Reliance on Treasury Department and IRS Tax Guidance

The Department of the Treasury (Treasury) and Internal Revenue Service (IRS) use several forms of guidance to help taxpayers understand the Internal Revenue Code (IRC) and to inform taxpayers of Treasury and the IRS’s position on particular tax issues. For the most part, this tax guidance can be split into three categories: (1) Treasury regulations, (2) sub-regulatory guidance published in the Internal Revenue Bulletin (IRB), and (3) unpublished sub-regulatory guidance (i.e., sub-regulatory guidance not published in the Federal Register or the IRB). Former heads of the IRS’s Office of Chief Counsel have remarked that the type of guidance issued reflects a balance between taxpayers’ need for certainty and the need of Treasury and the IRS for latitude in administering tax laws.

In a tax dispute, taxpayers generally may rely on Treasury regulations and sub-regulatory guidance published in the IRB (e.g., revenue rulings, revenue procedures, notices, and announcements) to support their tax position, as long as the guidance is not contrary to or inconsistent with the law and subsequent guidance does not render it moot. Taxpayers are generally unable to rely on unpublished sub-regulatory guidance (e.g., forms, instructions, and publications) in tax disputes. Given that Treasury and the IRS often issue unpublished sub-regulatory guidance in response to time- sensitive issues, taxpayers may exercise caution when the need for clarity and certainty is at its greatest, and might wait for Congress to potentially enact clarifying legislation or for courts to address the legal issue in litigation.
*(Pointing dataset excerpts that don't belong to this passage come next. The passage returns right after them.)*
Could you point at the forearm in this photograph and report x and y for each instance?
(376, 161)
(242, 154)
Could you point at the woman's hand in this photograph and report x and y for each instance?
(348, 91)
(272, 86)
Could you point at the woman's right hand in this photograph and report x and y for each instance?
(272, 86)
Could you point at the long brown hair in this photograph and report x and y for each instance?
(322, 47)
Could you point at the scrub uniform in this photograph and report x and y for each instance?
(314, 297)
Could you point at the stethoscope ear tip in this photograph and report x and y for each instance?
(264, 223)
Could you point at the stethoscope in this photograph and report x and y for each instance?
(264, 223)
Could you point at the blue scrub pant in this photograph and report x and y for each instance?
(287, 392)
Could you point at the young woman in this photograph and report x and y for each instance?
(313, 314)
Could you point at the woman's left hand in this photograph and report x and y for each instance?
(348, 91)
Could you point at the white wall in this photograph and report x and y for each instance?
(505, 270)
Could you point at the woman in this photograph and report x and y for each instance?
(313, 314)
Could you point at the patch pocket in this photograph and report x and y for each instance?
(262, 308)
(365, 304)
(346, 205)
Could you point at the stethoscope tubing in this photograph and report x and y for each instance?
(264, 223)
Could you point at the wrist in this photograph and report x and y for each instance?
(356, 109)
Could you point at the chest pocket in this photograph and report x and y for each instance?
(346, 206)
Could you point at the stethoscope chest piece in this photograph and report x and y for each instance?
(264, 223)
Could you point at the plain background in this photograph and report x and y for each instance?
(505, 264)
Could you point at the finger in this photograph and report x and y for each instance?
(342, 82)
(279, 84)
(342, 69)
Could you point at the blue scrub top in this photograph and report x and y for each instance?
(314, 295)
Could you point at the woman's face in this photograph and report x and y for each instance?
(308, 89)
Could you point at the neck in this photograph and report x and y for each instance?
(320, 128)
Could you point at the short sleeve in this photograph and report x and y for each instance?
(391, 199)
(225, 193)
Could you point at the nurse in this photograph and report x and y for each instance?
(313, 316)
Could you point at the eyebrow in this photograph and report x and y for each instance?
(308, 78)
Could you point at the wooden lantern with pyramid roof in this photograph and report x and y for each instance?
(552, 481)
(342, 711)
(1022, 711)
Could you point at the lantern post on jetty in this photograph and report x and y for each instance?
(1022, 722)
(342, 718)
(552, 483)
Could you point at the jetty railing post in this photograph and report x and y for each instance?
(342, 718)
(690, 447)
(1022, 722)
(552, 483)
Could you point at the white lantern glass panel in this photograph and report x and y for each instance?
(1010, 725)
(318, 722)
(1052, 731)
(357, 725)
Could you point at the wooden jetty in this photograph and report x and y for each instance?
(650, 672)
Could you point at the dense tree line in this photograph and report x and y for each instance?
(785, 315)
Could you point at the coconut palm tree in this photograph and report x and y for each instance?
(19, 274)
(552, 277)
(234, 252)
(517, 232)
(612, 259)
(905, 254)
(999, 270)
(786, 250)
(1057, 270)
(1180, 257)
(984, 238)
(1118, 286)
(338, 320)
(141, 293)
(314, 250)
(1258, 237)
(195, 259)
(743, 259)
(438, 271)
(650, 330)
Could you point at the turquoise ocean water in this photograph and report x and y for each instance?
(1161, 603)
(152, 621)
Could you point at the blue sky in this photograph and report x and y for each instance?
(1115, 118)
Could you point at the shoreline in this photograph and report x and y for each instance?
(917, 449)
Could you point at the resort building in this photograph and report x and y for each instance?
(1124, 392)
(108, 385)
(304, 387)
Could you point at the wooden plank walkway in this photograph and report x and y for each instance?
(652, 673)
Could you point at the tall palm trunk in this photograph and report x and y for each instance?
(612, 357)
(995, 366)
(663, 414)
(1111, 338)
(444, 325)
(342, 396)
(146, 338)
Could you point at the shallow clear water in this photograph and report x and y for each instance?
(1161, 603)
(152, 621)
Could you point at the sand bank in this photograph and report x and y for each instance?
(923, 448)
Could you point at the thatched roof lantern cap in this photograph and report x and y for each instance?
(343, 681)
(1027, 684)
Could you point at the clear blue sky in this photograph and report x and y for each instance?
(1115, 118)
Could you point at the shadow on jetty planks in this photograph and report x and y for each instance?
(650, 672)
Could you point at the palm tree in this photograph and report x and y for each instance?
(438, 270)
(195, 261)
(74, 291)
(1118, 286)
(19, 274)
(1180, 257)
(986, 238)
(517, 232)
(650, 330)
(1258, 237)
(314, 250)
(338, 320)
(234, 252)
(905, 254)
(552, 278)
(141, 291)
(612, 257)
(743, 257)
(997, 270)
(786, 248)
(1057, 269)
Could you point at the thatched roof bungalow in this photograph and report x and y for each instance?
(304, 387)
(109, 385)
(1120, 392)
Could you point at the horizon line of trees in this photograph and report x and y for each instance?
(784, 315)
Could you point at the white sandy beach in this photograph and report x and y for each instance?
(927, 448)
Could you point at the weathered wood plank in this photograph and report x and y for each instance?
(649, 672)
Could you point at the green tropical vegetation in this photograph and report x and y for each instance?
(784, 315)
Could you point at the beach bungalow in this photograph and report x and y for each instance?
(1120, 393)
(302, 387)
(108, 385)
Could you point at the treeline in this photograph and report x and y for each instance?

This In Focus analyzes the ability of taxpayers to rely on valid Treasury regulations and the more common types of published sub-regulatory tax guidance.

Common Types of Published Treasury and IRS Tax Guidance

Treasury Regulations Treasury regulations are the most important type of tax guidance issued by Treasury and the IRS. Treasury regulations can provide guidance on newly enacted legislation and tax issues that arise with respect to preexisting laws. Taxpayers may rely on final and temporary Treasury regulations, but may not rely on proposed Treasury regulations unless they contain an express statement permitting reliance.

Generally, proposed Treasury regulations are published in the Federal Register as a Notice of Proposed Rulemaking, which invites the public to review and comment on the proposed regulation. Treasury and the IRS may modify or withdraw a proposed Treasury regulation based on the comments they receive. After considering the public’s comments, Treasury and the IRS may issue a final

regulation and publish it in the Federal Register as a Treasury Decision.

Treasury and the IRS issue temporary Treasury regulations when they conclude that the public requires immediate guidance before the publication of final Treasury regulations. Temporary Treasury regulations are also published in the Federal Register as Treasury Decisions, but expire after three years. When Treasury and the IRS issue a temporary Treasury regulation, they simultaneously issue a corresponding proposed Treasury regulation.

Signaling a significant change in procedure, a memorandum of agreement between Treasury and the Office of Management and Budget (OMB) dated June 9, 2023, superseded an earlier memorandum dated April 11, 2018, so that tax regulations no longer undergo the standard centralized review process under Section 6 of Executive Order 12866 conducted by the OMB’s Office of Information and Regulatory Affairs (OIRA).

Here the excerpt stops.